Pathological mineralization is present, for example, in concrements. These are solid bodies in the cavities of the body that consist of dissolved hard substance particles. In this context, hard dental plaque under the marginal gingiva is referred to as calculus. The tartar concrement is formed by minerals from saliva that accumulate on plaque. Genetic factors are associated with the tendency to tartar formation. Lack of mineralization on the teeth and bones may be due to mineral deficiency.Mineralization disorders are widespread and are usually associated with abnormal calcium phosphate levels. The concentrations of the two substances are interdependent due to the constant solubility product. Much of the calcium and phosphate supply is deposited in bone as hydroxyapatite. If an imbalance of one of the two minerals occurs in the body or the absorption of the substances in the gastrointestinal tract becomes imbalanced with the excretion of substances by the kidneys, the fluctuations in concentration are counteracted either by storage or de-storage. Both can assume pathological proportions. Such a phenomenon is present in the context of rickets. In adults, this clinical picture is known as osteomalacia.

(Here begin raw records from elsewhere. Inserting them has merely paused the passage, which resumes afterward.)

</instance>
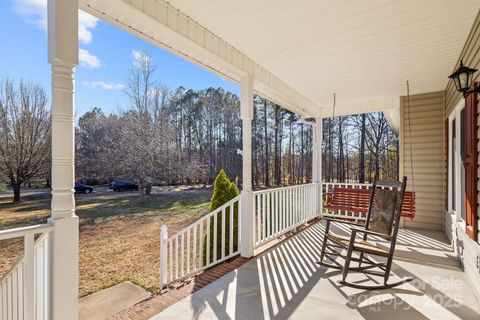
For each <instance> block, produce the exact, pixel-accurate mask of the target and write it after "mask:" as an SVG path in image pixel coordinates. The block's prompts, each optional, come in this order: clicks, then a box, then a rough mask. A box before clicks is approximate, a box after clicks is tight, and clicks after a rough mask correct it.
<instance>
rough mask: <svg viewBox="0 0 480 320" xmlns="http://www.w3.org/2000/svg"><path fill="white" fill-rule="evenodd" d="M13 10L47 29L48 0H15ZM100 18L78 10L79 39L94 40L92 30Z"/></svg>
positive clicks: (94, 26) (84, 42)
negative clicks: (78, 11) (96, 17)
mask: <svg viewBox="0 0 480 320" xmlns="http://www.w3.org/2000/svg"><path fill="white" fill-rule="evenodd" d="M13 11H14V12H15V13H16V14H17V15H19V16H20V17H22V19H24V20H25V21H26V22H27V23H31V24H33V25H35V26H36V27H37V28H39V29H42V30H43V31H45V32H46V31H47V0H13ZM97 23H98V19H97V18H95V17H94V16H92V15H89V14H88V13H86V12H83V11H79V12H78V40H79V41H80V43H83V44H89V43H90V42H92V39H93V35H92V30H93V29H95V28H96V26H97Z"/></svg>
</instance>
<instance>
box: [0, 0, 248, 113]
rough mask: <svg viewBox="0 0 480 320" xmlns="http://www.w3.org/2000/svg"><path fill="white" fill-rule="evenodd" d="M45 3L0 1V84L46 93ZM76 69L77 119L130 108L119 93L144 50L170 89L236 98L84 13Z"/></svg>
mask: <svg viewBox="0 0 480 320" xmlns="http://www.w3.org/2000/svg"><path fill="white" fill-rule="evenodd" d="M46 1H47V0H0V39H2V48H0V79H3V78H5V77H10V78H12V79H14V80H19V79H20V78H23V79H25V80H31V81H35V82H38V83H39V84H41V85H42V86H43V87H44V88H45V89H46V90H47V93H48V94H50V65H49V64H48V62H47V36H46ZM79 47H80V64H79V66H78V67H77V69H76V73H75V78H76V97H75V103H76V106H75V107H76V114H77V116H80V115H82V114H83V113H85V112H86V111H88V110H90V109H91V108H93V107H101V108H102V109H103V110H104V111H106V112H110V111H115V110H116V109H117V106H120V107H121V108H127V107H128V101H127V98H126V96H125V94H124V93H123V91H122V88H123V87H124V86H125V83H126V80H127V77H128V73H129V70H130V68H131V67H132V64H133V62H134V56H135V52H139V51H146V52H148V53H150V54H151V55H152V59H153V63H154V64H155V65H157V71H156V78H157V79H158V80H160V81H161V82H162V83H163V84H165V85H166V86H167V87H169V88H170V89H172V90H173V89H175V88H177V87H179V86H184V87H185V88H191V89H196V90H197V89H204V88H208V87H223V88H224V89H225V90H228V91H231V92H234V93H236V94H239V88H238V86H237V85H235V84H233V83H232V82H230V81H227V80H224V79H222V78H221V77H219V76H217V75H215V74H213V73H211V72H209V71H207V70H205V69H202V68H200V67H198V66H196V65H194V64H192V63H189V62H187V61H185V60H183V59H181V58H179V57H176V56H175V55H172V54H170V53H168V52H166V51H164V50H162V49H160V48H159V47H156V46H154V45H151V44H149V43H148V42H146V41H144V40H142V39H140V38H137V37H135V36H133V35H131V34H129V33H127V32H125V31H123V30H121V29H118V28H116V27H114V26H112V25H110V24H108V23H106V22H104V21H101V20H98V19H96V18H94V17H92V16H90V15H88V14H86V13H84V12H80V16H79Z"/></svg>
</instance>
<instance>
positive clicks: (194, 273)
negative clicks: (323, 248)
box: [0, 0, 480, 320]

The most common form of rickets is calcium deficiency rickets, which is preceded by vitamin D deficiency. The dentition can also be affected by mineralization disorders. Examples include amelogenesis imperfecta and dentinogenesis imperfecta. Amelogenesis imperfecta is a genetic disorder that disrupts the formation of enamel and outer tooth structure. Dentinogenesis imperfecta is also a genetic disease. Instead of the formation of the tooth enamel, the formation of the inner tooth substance and thus of the dentin is disturbed in this disease. Mineralization problems can already affect the milk dentition. If only individual teeth are affected, it is called a localized disorder. If all teeth are affected, the dentist speaks of a genereralized mineralization disorder. Mineralization-disturbed teeth are yellowish to brown in color and often show chipping of the enamel. Changes in shape, increased sensitivity to temperature and a tendency to caries are also often part of the clinical picture. The cause is a deficiency of minerals in the tooth enamel. The reasons for this deficiency have not been conclusively researched.